Monday, October 30, 2006

The Big Questions

I'm currently working on a book about the emergent/ing church, and I'm trying to be true to what's really going on. I also want to attempt to answer some of the questions that linger for people, both supporters and opponents.

So, what are your questions about the emergent church?

Sunday, October 29, 2006

A 6-year Old's Paradise

This week, my son, Tanner, will experience Halloween and Disneyland. I'm just glad that I get to experience vicariously with him!

Tuesday, October 17, 2006

My Proposed Syllabus...

...for Olivet Nazarene University:

Monday afternoon: Does Philosophy Really Matter to Youth Ministry?
Text: John D. Caputo, Philosophy and Theology

Tuesday morning: Postmodern Youth Ministry, Part I
Text: Tony Jones, Postmodern Youth Ministry

Tuesday afternoon: Postmodern Youth Ministry, Part II
Text: Tony Jones, Postmodern Youth Ministry

Wednesday morning: What Is “Culture”?
Text: Clifford Geertz, “Deep Play: Notes on the Balinese Cockfight”
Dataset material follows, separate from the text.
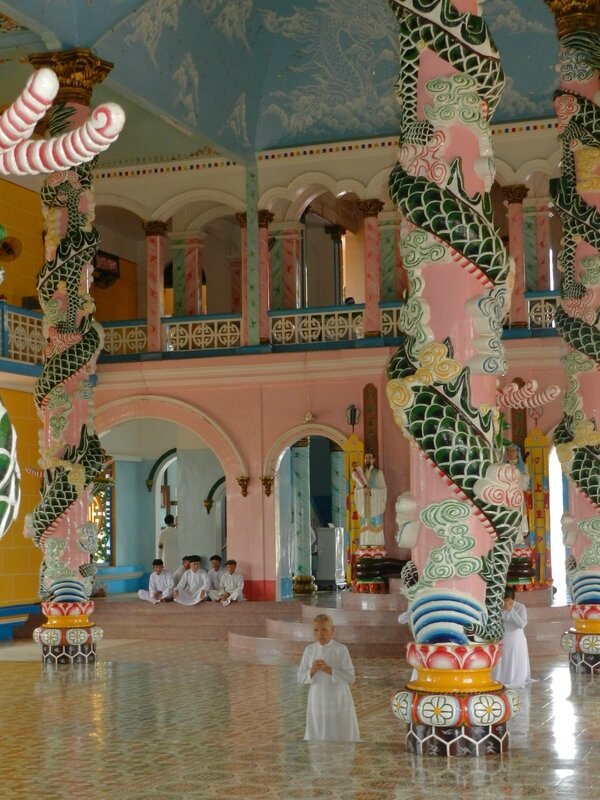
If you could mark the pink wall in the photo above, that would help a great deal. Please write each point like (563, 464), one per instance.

Wednesday afternoon: What Is “Postmodern Culture”?
Text: Blog Archaeology Assignment

Thursday morning: The Emerging Church Response to Postmodern Culture, Part I
Text: Eddie Gibbs and Ryan Bolger, Emerging Churches

Thursday afternoon: The Emerging Church Response to Postmodern Culture, Part II
Text: Doug Pagitt, Church Reimagined

Friday morning: The Future of Youth Ministry, A Discussion

Wanna Take a Class?

I'll be teaching an intensive course, January 22-26, at Olivet Nazarene University in Bourbonnais, IL. It's in the Masters of Ministry degree program, and the credits are transferable to several other schools. The class is on Youth Ministry in the Postmodern World, and we'll be attacking both the theoretical and practical implications of postmodernity.

For more info, email Mark Holcomb:

Don't Utter Meaningless Statements

A friend emailed me today, wondering about something I said at the late night theological discussion at the Austin National Youth Workers Convention. I said, "Human beings should not make meaningless statements like, 'God cannot lie,' or ask meaningless questions like, 'Can God create a rock so big that even God cannot move it?'"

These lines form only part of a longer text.